Rethinking jobs as tasks, not headcount
Behind the headlines, Dahan says the real transformation is at the level of work design, not wholesale job elimination. Rather than viewing a role as a single unit to be “replaced” by AI, he explains that technology tends to affect specific activities within that role: “Think about jobs in terms of tasks, not in terms of job as a whole.”
That framing should help employers see opportunities to reallocate work instead of defaulting to layoffs. Even where AI tools are getting better at drafting emails or generating first-draft reports, he emphasises that they still require people in the loop.
“You still need a lot of people to orchestrate these models,” he says.
“We’re not at a stage where you can have agents doing pretty much everything on their own. Just going to your email, writing the email, connecting with Slack and connecting. They can do that, but they need a bit of orchestration, the full automation is not happening yet.”
That shift shows up clearly in his own field. In legal work, he says, a new evaluative role is very different from traditional drafting and research tasks, and calls for updated training and supervision models. For junior people, this is a significant adjustment that Canadian employers will need to plan for, he adds, because appropriate AI literacy requires experience: “They’re not really equipped to evaluate AI output as much as a more senior person.”

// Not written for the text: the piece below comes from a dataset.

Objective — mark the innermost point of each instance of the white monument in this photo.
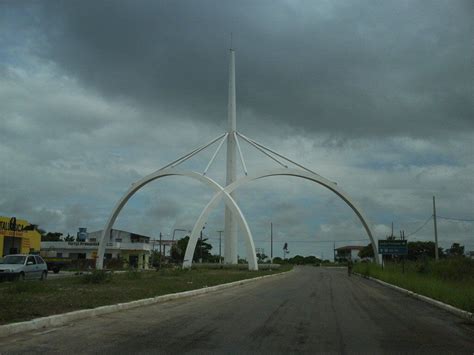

What Canadian HR should do before reducing headcount
Dorsey's memo presents AI as a maturing capability that justifies a much leaner organisation. In contrast, Dahan’s experience in legal AI suggests most companies are still at the beginning of the journey – and that their buying decisions can easily outpace their actual needs.
Many vendors now pitch specialised “AI for HR” products that promise quick results, but Dahan believes employers should look carefully at what is truly under the hood. To him, the most strategic question for HR and IT is not which branded tool to pick, but how they will retain control over their data, workflows and governance as they build on top of general-purpose systems.
“Technology doesn’t fix a broken system,” Dahan says; his core message for employers is to focus on systems and evidence long before they consider AI-related layoffs, especially hard-hitting ones.
“If the system is broken, adding a layer of technology – it could be AI, it was Zoom during the pandemic, before that it was data science – I think it’s probably a deeper problem,” he says.
“Just make a decision based on evidence, not based on beliefs.”